Durant ces moments de bien-être, bercées par une douce musique de relaxation qui les emmène en voyage vers d’autres univers, beaucoup de femmes se laissent aller aux confidences. Quand les soins deviennent réguliers, inévitablement, des liens se créent. Christel voit les femmes évoluer. Les femmes, quant à elles, au fil des séances, font tomber leurs réserves initiales et s’ouvrent de plus en plus. Pour certaines, c’est plus difficile que pour d’autres. Beaucoup n’ont pas eu l’habitude de se faire cocooner de la sorte. Christel me dit qu’à sa manière, elle donne des câlins aux femmes qui malheureusement n’en ont jamais reçus.

Elle-même s’est posée cette question quand elle a commencé à travailler pour Solidarité Femmes, il y a vingt ans : comment fait-on pour toucher des femmes battues ? Elle sait désormais très bien comment s’y prendre.

Christel se souvient de cette femme très belle, avec de très longs cheveux et de magnifiques yeux verts. Elle répétait qu’elle était laide et qu’elle comprenait pourquoi son conjoint la frappait. Christel l’a mise face au miroir, en vain : elle ne parvenait pas à voir sa beauté. Après quelques mois, elle lui a tendu le miroir à nouveau : timidement, elle commençait, enfin, à poser un autre regard et à se trouver jolie.
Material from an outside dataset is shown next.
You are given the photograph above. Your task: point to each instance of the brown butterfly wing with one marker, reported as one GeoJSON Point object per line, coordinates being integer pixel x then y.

Elle se souvient aussi de cette dame, au refuge, qui s’est jetée dans ses bras en l’appelant par son prénom quand elle lui a ouvert la porte. Elle avait le visage tellement abimé par les coups que Christel, sur le moment, ne l’avait pas reconnue. Elle était retournée chez son ex…

« Dans le travail qu’on fait, me dit Christel, on est tout le temps choquées. » Maltraitances physiques et sexuelles, contrôle de l’argent, enfants pris en otage… On ne s’habitue pas au mal. « Quand je m’habituerai, je ne ferai plus ce métier ! », me déclare-t-elle. Au fil du temps cependant, elle a appris à se mettre dans une bulle pour se protéger.

Comme pour beaucoup de travailleuses, ses débuts ont été difficiles. Elle pensait constamment aux femmes rencontrées, à leurs histoires. Faire une pause a été nécessaire. Mais ce qui lui permet de tenir le coup, me dit-elle, c’est son activité complémentaire en privé. Elle permet à Christel d’y puiser son oxygène et d’y trouver une certaine forme de déconnexion … qui est relative : « chez moi je fais aussi du social ». La violence conjugale, malheureusement, est tellement diffuse qu’il est arrivé à plusieurs reprises à Christel d’informer ses clientes sur les violences conjugales et de les orienter vers Solidarité Femmes.

Même si elle déserte les manifestations car elle n’aime pas la foule, Christel n’hésite pas à se déclarer féministe. Son féminisme, me dit-elle, elle le pratique au quotidien, en travaillant sans cesse à remettre les femmes et leurs droits en valeur. Un de leurs droits est celui de prendre soin d’elles.

Et ce qu’elle vit au travail, ce qu’elle apprend au contact des femmes, ce en quoi elle croit profondément quand elle prodigue ses soins et ses massages, elle entend bien le transmettre à ses enfants. « A la maison, je parle beaucoup avec mes filles, je leur dis qu’elles ne doivent jamais se laisser humilier par un garçon. J’ai aussi des fils, je les ai élevés avec des valeurs. »

Le féminisme, c’est aussi ça : une histoire de transmission.